毕竟未曾尝试男女之事,觉得没什么大不了的。
现在不也是没人相伴吗?也没觉着少什么。
“哎呀!娘别担心!我本就不喜欢他,他走了正合我意!我在贾府掌家,多风光?那些后宅夫人见到我不都得客客气气?”
过去夏家虽富足,在各家后宅圈子里却不被看重。
那时夏金桂便立誓要让这些人瞧瞧厉害,如今机会来了,怎能不兴奋?
夏夫人惊讶地看着女儿,突然察觉她似乎有些变化。
“女儿,有委屈要告诉娘,千万别憋在心里。

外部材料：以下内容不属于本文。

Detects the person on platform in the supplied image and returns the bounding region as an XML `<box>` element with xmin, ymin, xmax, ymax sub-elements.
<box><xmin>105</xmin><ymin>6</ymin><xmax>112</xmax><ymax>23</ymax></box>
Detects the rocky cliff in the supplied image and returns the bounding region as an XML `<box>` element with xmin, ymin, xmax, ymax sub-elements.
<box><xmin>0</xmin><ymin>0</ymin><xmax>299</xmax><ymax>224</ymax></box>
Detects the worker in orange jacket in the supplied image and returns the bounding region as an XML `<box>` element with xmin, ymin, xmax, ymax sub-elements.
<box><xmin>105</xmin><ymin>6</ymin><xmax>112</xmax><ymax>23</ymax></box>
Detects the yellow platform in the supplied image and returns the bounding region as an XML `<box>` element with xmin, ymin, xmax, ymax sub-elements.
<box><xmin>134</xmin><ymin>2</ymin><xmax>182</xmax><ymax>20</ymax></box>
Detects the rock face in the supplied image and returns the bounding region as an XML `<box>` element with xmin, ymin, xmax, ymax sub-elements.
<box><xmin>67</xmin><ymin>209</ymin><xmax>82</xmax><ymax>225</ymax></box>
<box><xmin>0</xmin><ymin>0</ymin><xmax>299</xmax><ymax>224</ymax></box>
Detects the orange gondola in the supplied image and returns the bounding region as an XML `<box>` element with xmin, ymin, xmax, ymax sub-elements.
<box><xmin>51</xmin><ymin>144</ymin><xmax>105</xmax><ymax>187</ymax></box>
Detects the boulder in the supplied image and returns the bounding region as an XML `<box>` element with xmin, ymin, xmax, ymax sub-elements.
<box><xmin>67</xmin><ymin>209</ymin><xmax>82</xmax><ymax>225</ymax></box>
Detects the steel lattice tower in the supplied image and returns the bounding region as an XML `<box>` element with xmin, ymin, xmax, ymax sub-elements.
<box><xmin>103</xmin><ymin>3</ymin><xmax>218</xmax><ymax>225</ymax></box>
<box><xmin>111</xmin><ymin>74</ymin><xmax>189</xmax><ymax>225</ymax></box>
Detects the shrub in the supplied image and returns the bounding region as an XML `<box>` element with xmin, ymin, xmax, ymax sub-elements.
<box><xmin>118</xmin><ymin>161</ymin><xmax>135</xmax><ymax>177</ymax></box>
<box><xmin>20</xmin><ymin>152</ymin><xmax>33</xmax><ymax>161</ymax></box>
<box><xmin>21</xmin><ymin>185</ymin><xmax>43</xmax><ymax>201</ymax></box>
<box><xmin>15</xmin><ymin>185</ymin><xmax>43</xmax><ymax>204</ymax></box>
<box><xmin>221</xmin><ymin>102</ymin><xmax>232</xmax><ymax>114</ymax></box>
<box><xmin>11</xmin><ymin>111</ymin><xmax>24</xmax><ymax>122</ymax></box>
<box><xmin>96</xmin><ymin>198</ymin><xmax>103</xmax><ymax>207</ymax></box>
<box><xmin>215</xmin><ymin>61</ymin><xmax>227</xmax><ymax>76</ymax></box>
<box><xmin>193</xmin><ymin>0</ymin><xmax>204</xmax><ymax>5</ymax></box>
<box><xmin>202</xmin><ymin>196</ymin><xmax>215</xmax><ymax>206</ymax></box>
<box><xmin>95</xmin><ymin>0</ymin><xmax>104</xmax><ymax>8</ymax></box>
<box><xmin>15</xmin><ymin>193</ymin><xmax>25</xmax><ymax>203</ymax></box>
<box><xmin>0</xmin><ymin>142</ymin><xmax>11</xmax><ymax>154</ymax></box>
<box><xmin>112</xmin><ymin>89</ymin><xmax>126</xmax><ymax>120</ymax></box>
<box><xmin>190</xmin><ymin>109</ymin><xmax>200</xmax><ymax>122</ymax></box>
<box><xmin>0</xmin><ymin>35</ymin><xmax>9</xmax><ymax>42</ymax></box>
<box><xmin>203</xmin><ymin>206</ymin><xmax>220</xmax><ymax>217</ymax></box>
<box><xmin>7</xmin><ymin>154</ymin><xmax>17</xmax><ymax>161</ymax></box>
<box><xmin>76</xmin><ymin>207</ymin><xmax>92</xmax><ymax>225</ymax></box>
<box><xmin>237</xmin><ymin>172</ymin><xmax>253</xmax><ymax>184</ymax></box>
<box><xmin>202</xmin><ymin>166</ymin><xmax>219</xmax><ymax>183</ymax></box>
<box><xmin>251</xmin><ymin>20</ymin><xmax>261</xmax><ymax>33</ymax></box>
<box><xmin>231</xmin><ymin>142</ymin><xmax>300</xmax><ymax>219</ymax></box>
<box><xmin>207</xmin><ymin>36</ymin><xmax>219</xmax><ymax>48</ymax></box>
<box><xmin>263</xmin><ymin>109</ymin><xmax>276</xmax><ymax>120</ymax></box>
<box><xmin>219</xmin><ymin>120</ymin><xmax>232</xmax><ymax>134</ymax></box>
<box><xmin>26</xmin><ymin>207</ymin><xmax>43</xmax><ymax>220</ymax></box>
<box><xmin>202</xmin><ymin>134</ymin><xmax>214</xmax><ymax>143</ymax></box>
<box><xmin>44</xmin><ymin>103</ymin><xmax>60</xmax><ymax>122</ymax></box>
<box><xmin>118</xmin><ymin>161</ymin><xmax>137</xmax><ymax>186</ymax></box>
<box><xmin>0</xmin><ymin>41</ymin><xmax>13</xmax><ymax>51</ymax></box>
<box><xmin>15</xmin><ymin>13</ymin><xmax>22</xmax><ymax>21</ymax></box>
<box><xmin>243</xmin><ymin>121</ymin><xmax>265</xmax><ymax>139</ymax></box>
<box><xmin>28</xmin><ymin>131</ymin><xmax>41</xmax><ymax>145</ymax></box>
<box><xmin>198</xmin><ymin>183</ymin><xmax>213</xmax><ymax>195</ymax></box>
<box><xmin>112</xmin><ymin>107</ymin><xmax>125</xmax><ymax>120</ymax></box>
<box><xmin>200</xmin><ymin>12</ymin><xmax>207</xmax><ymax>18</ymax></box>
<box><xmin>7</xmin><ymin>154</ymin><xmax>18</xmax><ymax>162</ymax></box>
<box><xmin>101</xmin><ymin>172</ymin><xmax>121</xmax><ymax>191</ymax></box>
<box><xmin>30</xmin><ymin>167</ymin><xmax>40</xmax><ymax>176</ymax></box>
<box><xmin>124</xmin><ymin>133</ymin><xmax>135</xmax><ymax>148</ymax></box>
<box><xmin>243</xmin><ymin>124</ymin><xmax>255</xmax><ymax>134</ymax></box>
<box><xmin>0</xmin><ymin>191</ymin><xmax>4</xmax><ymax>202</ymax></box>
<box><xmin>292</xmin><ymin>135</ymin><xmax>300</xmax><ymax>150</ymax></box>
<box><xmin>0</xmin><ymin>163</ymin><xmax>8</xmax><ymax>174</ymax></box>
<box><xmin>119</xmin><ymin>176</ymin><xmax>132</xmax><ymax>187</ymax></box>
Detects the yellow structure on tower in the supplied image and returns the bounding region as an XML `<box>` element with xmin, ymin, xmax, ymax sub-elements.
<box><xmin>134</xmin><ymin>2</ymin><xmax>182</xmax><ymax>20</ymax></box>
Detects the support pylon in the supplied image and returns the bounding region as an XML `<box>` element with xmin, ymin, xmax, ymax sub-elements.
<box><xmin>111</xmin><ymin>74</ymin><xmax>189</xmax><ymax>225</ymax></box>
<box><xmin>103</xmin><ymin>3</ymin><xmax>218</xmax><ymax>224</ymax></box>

”
夏金桂笑道:
“能有什么委屈?到时候整个贾府都听我的,除了老太太,谁能管得了我?再说老太太还能活几年?让她管着也不怕!”
夏夫人皱眉道:
“别胡闹!到贾府要孝敬公婆,早晚问安……”
夏金桂点头,却根本没听进去。
她觉得这是天赐良机,既能避开贾蓉,又能管家。
将来贾蓉若有所作为,做了大官,她的地位也会水涨船高。
她全然不知这一切都在楚稷计划之中,她所期待的一切不过是楚稷一句话的事……
肃王府,书房。
楚稷抓着尤氏的下巴,笑着问:
“没想到夏家如此听话,夏夫人没反对?贾珍也同意了?不怕丢脸?”
尤氏低头答道:
“夏夫人不太情愿,但她惹不起贾家,只能认了。
贾珍倒是挺高兴,他那好色的性子,说不定还乐意这种安排呢!”
楚稷眼中闪过一丝阴狠,仍笑着问:
“这么说贾珍对夏金桂有意思?”
尤氏犹豫地摇了摇头,语气中透着几分不确定:“我只是这么猜测的,不敢确定。
但贾珍向来如此,不仅沉迷女色,还喜好男色。
甚至对侄子贾蔷也动过心思,恐怕还不止是动心思而已。”
楚稷听得眉头皱起,心中厌恶至极。
对付这种人其实很容易,只需慢慢布局,让他自食恶果。
他轻轻拍了拍尤氏的肩膀,柔声说道:“等你回去时,带上几瓶特制的药。
若有机会,便将这些药掺进贾珍的饮食中。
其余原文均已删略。